What are the Components?

Senior Debt: A class of loans with priority on the repayment list if a company goes bankrupt.
Holders of this form of financing have first right on a company’s assets. This means that in a
liquidation event, lenders holding subordinated notes are not paid out until senior creditors
are paid in full. Because of the minimal risk that accompanies this block of the capital
structure, senior lenders loan money at lower rates (i.e., lower interest payments and less
restrictive debt covenants) relative to more junior tiers.

Subordinated Debt: A class of loans that ranks below senior debt with regard to claims on
assets. For this reason, this block of the capital structure is more risky than senior borrowings.
However it also comes with commensurately higher returns, usually in the form of higher
interest payments. For more, see our piece on drivers behind the rebounding popularity of
subordinated debt.

Mezzanine Debt: A class of subordinated debt that blends equity and debt features. It
therefore receives liquidation after senior capital and is generally used when traditional
funding is insufficient or unavailable. Correspondingly, mezzanine firms lend at higher
interest rates than traditional debt providers, and usually reserve the right to trade some of
their debt for equity. Though mezzanine financing exhibits both equity- and debt-like
characteristics, it’s usually classified as a category within subordinated debt. For more
details, see our overview of mezzanine debt.

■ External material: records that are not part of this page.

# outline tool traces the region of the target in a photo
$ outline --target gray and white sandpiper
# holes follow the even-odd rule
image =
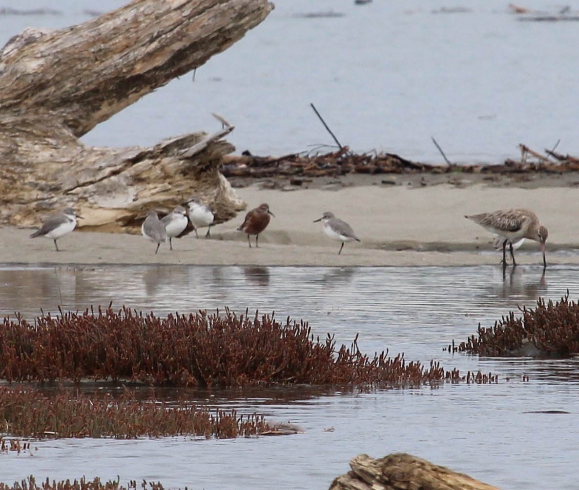
[[[541,224],[537,215],[533,211],[524,209],[499,209],[492,213],[481,213],[464,217],[480,224],[485,230],[499,235],[500,239],[502,239],[503,268],[507,266],[507,244],[512,264],[515,266],[516,262],[515,261],[514,248],[523,238],[529,238],[539,242],[543,256],[543,267],[547,267],[545,242],[547,241],[549,232],[547,228]]]
[[[49,216],[42,223],[39,230],[30,235],[31,238],[36,237],[46,237],[54,242],[57,252],[60,252],[56,241],[61,237],[70,233],[76,227],[76,220],[82,219],[82,216],[77,215],[72,208],[66,208],[58,214]]]
[[[344,248],[344,244],[346,242],[362,241],[356,236],[352,227],[345,221],[336,218],[334,213],[326,211],[322,215],[321,218],[315,220],[314,223],[320,221],[324,223],[324,233],[332,240],[342,242],[342,246],[338,252],[338,255],[342,253],[342,249]]]
[[[254,208],[245,215],[243,224],[237,230],[247,234],[247,242],[250,244],[250,248],[251,248],[250,235],[255,235],[255,248],[257,248],[257,240],[259,238],[259,234],[269,224],[271,219],[270,215],[276,217],[276,215],[269,211],[269,206],[265,202]]]
[[[178,237],[182,233],[189,223],[187,210],[182,206],[177,206],[173,209],[173,212],[162,218],[161,223],[165,226],[167,237],[169,239],[169,248],[173,250],[173,244],[171,241],[171,238]]]
[[[167,230],[165,225],[161,223],[155,211],[149,211],[143,224],[141,225],[141,232],[143,236],[157,244],[155,253],[159,252],[159,246],[167,243]]]
[[[208,238],[211,236],[211,224],[213,224],[214,218],[211,208],[196,196],[193,196],[187,201],[187,206],[189,207],[189,219],[195,230],[195,236],[199,238],[199,234],[197,233],[197,228],[207,226],[207,233],[205,234],[205,238]]]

Hybrid Financing: A class of the capital structure in publicly-traded companies that also
blends equity and debt features. By definition, hybrid securities are bought and sold through
brokers on an exchange. Hybrid financing can come with fixed or floating returns, and can
pay interest or dividends.

Convertible Debt: A class of hybrid financing. Convertible bonds are the most common type
of hybrid financing, and usually take the form of a bonds that can be converted to equity. The
conversion can only happen at certain points in the firm’s life, the equity amount is usually
predetermined, and the act of converting is almost always up to the discretion of the debt
holder.

Convertible Equity: A class of hybrid financing. Convertible equity usually takes the form
of convertible preferred shares, which is preferred equity that can be converted to common
equity. Like convertible debt, convertible preferred shares convert into common shares at a
predetermined fixed rate, and the decision to convert is typically at the owner’s discretion.
Importantly, the value of a firm’s convertible preferred shares is usually dependent on the
market performance of its common shares.

Preferred Equity: A class of financing representing ownership interest in a company. As


opposed to fixed income assets (e.g., debt), equity is a variable return asset. However,
preferred equity has both debt and equity characteristics in the form of fixed dividends (debt)
and future earnings potential (equity). Correspondingly, it gives the holder upside and
downside exposure. Its claims on the company’s assets and profits come behind those of debt
holders and ahead those of common stock holders. Generally, preferred equity obligates
management to pay its holders a predetermined dividend before paying dividends to common
shareholders. On the flipside, preferred equity typically comes without voting rights.

Common Equity: Also a class of financing representing ownership interest. Common equity
is the junior-most block of the capital structure and therefore represents ownership in an
business after all other obligations have been paid off. For this reason, it comes with the
highest risk and the highest potential returns of any tier in the capital structure.